I think that ship has sailed, and it's now time to pave the cowpaths. (To really mix my metaphors!)

Actually, I'd be happy to ban xsl:include but allow xsl:import because an imported file explicitly has lower precedence and because (in XSLT) it's required to be at the top of the importing file.

People have used xsl:import because it's convenient and because it makes it possible to separate out the messy implementation details of setting up for Schematron to test something. For example, @nigelwhitaker's cals-table-functions.xsl hides the details of things like getting from a table cell to its colspec. Not the sort of thing I'd want to have to scroll past every time that I look at a Schematron file.

... for example, if you are using XSLT to process elements in the middle of making an assertion, then perhaps you should have run it to decorate the incoming document with extra information, or perhaps you should have split your Schematron schema into two so that the second extracts information and the second validates the document with access to the SVRL information of the first.

focheck uses a 1,500-line REx-generated parser in XSLT 2.0 ^1 for parsing XSL-FO property value expressions for checking with Schematron. There's also a 600-line XSLT file ^2 for reducing the parse tree into something manageable. Annotating XSL-FO markup with even the reduced parser output would make the XSL-FO even less readable than it already is for no real benefit compared to using a function in the actual Schematron. Rewriting the REx-generated parser into something that can legally be embedded in a Schematron file isn't my idea of a good time, and having to scroll past all of that to see the actual Schematron rules every time I open the file is even less my idea of a good time.

tgraham-antenna commented 2 years ago

Also, focheck automatically runs full-time when editing an XSL-FO file in Oxygen, which couldn't happen if it was a two-stage process.

rjelliffe commented 2 years ago

(Markdown crapulosity too much: deleting and re-adding below.)

rjelliffe commented 2 years ago

Also, focheck automatically runs full-time when editing a Schematron file in Oxygen, which couldn't happen if it was a two-stage process. ?? The two passes can be done in the same stage.  We don't have the XSLT 1 limitation.

cals-table-functions.xsl hides the details of things like getting from a table cell to its colspec.

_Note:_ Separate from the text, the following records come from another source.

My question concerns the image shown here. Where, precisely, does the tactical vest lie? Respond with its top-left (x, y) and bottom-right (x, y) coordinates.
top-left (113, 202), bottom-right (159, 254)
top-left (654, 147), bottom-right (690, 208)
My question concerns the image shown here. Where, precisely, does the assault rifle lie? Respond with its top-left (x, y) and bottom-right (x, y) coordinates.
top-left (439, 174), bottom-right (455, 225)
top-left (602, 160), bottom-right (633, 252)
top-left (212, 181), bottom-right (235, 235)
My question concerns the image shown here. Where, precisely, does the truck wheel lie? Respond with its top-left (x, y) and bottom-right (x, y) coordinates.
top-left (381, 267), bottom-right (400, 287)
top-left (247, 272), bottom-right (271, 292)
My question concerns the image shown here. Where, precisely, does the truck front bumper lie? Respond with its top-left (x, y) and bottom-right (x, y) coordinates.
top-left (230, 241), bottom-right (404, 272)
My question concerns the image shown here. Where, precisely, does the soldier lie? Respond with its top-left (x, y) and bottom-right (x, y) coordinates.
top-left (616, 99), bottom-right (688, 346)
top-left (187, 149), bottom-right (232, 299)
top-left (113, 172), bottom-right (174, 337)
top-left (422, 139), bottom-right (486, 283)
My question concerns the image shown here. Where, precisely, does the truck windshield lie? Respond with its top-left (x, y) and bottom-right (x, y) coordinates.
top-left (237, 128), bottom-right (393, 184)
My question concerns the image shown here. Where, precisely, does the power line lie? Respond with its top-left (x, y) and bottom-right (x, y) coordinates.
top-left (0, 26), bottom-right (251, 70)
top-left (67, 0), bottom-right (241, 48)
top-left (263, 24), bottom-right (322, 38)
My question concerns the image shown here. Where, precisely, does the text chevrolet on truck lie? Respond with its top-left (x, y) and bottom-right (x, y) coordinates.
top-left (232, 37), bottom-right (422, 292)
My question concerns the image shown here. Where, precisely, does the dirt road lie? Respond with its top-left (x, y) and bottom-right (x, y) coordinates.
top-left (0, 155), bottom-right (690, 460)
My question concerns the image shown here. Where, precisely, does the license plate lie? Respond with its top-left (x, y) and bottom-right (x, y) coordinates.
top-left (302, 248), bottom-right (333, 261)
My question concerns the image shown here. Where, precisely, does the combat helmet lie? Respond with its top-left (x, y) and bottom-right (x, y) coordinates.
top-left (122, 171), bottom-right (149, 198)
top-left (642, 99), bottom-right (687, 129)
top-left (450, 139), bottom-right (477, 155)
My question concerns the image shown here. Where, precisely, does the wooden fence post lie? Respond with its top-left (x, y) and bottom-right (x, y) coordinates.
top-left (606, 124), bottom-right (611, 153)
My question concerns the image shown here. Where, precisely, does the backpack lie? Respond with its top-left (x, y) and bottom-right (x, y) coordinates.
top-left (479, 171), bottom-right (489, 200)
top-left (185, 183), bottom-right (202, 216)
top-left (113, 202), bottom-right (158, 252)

A serious proposal: lets just get rid of ALL xslt:* foreign elements in Schematron!  (Remembering that XPath3 allows functions and variables inside XPaths, so the need for foreign xst: elements is less for users of XPath3.) 

I am moving this to a new issue.

Rick

Arithmeticus commented 2 years ago

@rjelliffe Provide link to that new issue?

tgraham-antenna commented 2 years ago

@rjelliffe Provide link to that new issue?

45, "Enhance sch:let to support functions, accumuators and keys"

AndrewSales commented 9 months ago

@dmj 's proposed changes incorporated into latest draft.